Are LINQ expression trees proper trees, as in, graphs (directed or not, wikipedia does not seem too agree) without cycles? What is the root of an expression tree from the following C# expression?

(string s) => s.Length

The expression tree looks like this, with "->" denoting the name of the property of the node the other node is accessible through.

     ->Parameters[0]
 Lambda---------Parameter(string s)
    \               /
     \->Body       /->Expression
      \           /
      Member(Length)

When using ExpressionVisitor to visit the LambdaExpression, the ParameterExpression is visited twice. Is there a way to use the ExpressionVisitor to visit the LambdaExpression so that all the nodes are visited exactly once, and in a specific, well-known order (pre-order, in-order, post-order etc.)?

回答1:

Sort of, yes. The actual "trunk" (if you will) of a LambdaExpression is the .Body; the parameters are necessary metadata about the structure of the tree (and what it needs), but .Parameters at the top (your dotted line) isn't really part of the tree's functional graph - it is only when those nodes are used later in the actual body of the tree that they are interesting, as value substitutions.

The ParameterExpression being visited twice is essential, so that it is possible for someone to swap the parameters if they wanted - for example, to build an entire new LambdaExpression with the same number of parameters, but different parameter instances (maybe changing the type).

The order will be fairly stable, but should be considered an implementation detail. For example, given a node such as Add(A,B), it should make no semantic difference whether I visit that A-first vs B-first.



回答2:

Just to add a bit to Marc's correct answer:

Are LINQ expression trees directed graphs without cycles?

First off, yes, an expression tree is a DAG -- a directed acyclic graph.

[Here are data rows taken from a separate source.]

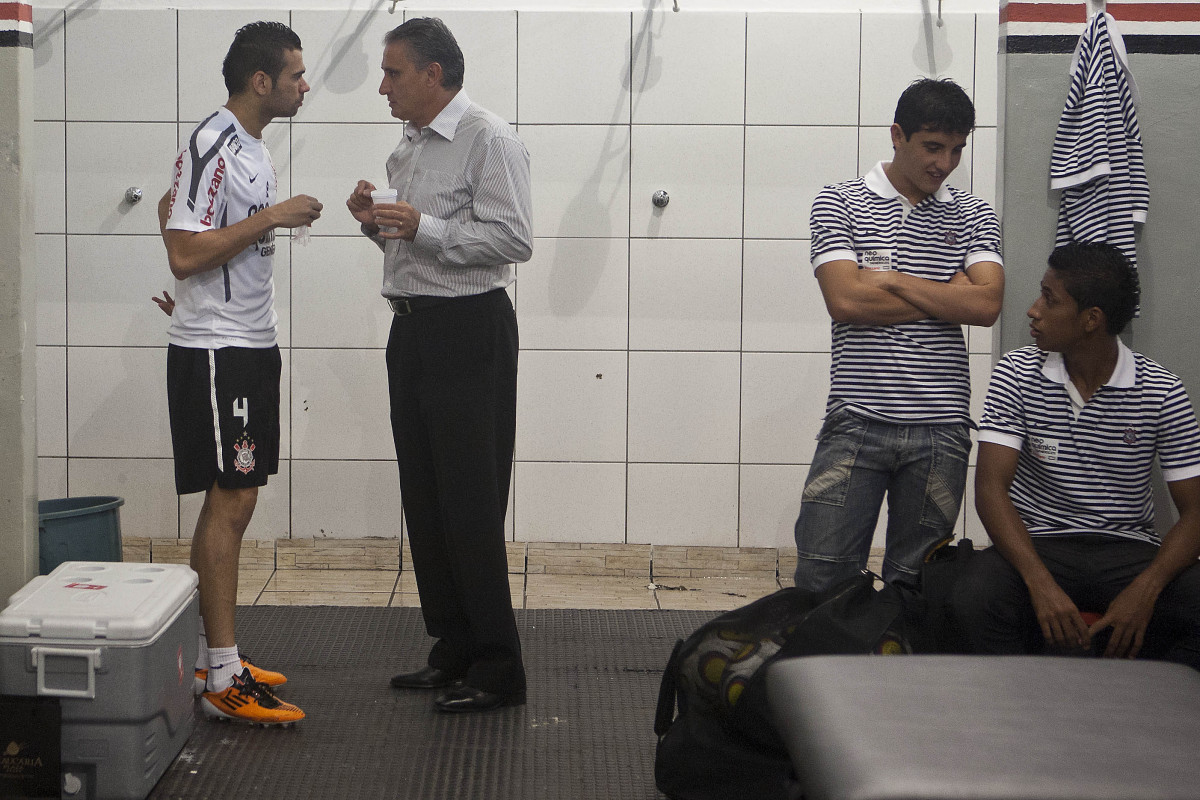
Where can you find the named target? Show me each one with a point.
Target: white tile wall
(594, 89)
(701, 169)
(109, 77)
(111, 281)
(802, 68)
(689, 68)
(683, 407)
(675, 360)
(575, 294)
(52, 289)
(683, 504)
(346, 499)
(580, 179)
(49, 64)
(573, 501)
(670, 308)
(561, 392)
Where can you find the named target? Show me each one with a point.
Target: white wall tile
(875, 145)
(783, 405)
(489, 43)
(571, 405)
(573, 67)
(147, 485)
(52, 401)
(683, 504)
(270, 518)
(802, 68)
(52, 477)
(689, 68)
(580, 178)
(898, 48)
(346, 499)
(574, 293)
(105, 160)
(987, 78)
(983, 164)
(109, 284)
(52, 289)
(683, 407)
(684, 294)
(569, 503)
(342, 53)
(49, 64)
(769, 504)
(785, 169)
(340, 407)
(324, 166)
(700, 167)
(204, 38)
(51, 181)
(336, 304)
(117, 403)
(144, 92)
(781, 304)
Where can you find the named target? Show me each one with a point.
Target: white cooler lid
(93, 600)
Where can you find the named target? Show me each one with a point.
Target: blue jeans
(921, 468)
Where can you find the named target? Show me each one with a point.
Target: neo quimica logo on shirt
(877, 259)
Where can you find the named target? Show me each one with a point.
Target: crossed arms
(889, 298)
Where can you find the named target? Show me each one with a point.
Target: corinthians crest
(244, 455)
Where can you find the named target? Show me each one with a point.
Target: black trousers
(451, 374)
(993, 605)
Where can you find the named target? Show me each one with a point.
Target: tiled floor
(381, 588)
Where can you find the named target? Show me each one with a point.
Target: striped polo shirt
(912, 372)
(468, 175)
(1097, 158)
(1085, 467)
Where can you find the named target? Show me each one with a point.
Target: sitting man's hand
(1062, 626)
(1128, 615)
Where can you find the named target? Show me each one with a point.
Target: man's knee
(233, 507)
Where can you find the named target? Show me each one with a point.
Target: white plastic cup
(384, 196)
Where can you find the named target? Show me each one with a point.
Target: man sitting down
(1069, 433)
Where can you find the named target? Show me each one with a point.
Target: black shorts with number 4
(225, 416)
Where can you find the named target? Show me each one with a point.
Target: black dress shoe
(424, 678)
(468, 698)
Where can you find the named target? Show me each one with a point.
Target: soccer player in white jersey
(219, 222)
(903, 262)
(1071, 429)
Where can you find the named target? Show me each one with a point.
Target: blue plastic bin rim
(63, 507)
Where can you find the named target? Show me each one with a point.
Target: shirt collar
(877, 181)
(445, 124)
(1123, 374)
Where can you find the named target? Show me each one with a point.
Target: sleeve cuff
(1003, 439)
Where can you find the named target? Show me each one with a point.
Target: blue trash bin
(78, 529)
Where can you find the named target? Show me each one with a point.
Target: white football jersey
(222, 176)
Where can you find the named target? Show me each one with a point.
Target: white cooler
(115, 643)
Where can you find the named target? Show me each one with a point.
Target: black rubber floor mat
(586, 732)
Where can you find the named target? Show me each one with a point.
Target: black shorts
(225, 416)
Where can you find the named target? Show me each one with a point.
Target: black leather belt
(405, 306)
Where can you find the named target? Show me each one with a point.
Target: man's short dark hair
(939, 106)
(429, 40)
(1098, 276)
(257, 47)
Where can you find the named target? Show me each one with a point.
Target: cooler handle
(93, 657)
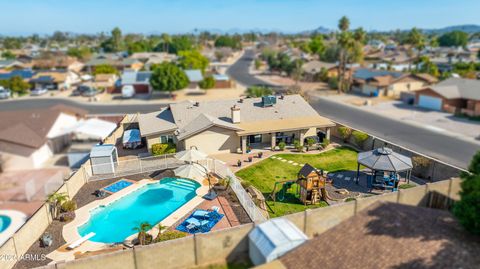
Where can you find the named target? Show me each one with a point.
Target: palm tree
(417, 41)
(343, 24)
(142, 230)
(347, 45)
(55, 200)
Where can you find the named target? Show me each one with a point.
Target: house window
(253, 139)
(166, 139)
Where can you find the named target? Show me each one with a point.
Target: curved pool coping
(82, 215)
(17, 220)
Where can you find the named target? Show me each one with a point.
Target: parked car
(79, 90)
(128, 91)
(90, 92)
(5, 93)
(132, 139)
(38, 91)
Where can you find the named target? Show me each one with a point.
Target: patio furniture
(80, 241)
(46, 240)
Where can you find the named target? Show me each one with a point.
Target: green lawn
(264, 174)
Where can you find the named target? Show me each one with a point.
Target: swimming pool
(117, 186)
(4, 222)
(151, 203)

We know they are acyclic because expression trees are immutable, and therefore have to be built from the leaves up. In such a situation there is no way to make a cycle because all the nodes in the cycle would have to be allocated last, and clearly that's not going to happen.

Because the parts are immutable, the expression "tree" need not actually be a tree per se. As Marc points out, it is required that you re-use the reference for the parameter; that's how we determine when a declared parameter is used. It is somewhat strange, though legal, to re-use other parts too. For example, if you wanted to represent the expression tree for the body of (int x)=>(x + 1) * (x + 1), you could make an expression tree for (x + 1) and then make a multiplication node where both children were that expression tree.

When using ExpressionVisitor to visit the LambdaExpression, the ParameterExpression is visited twice. Is there a way to use the ExpressionVisitor to visit the LambdaExpression so that all the nodes are visited exactly once, and in a specific, well-known order (pre-order, in-order, post-order etc.)?

ExpressionVisitor is an abstract class. You can make your own concrete version of it that has the semantics you like. For example, you can override the Visit method such that it maintains a HashSet of nodes already seen, and does not call Accept on nodes that it has previously accepted.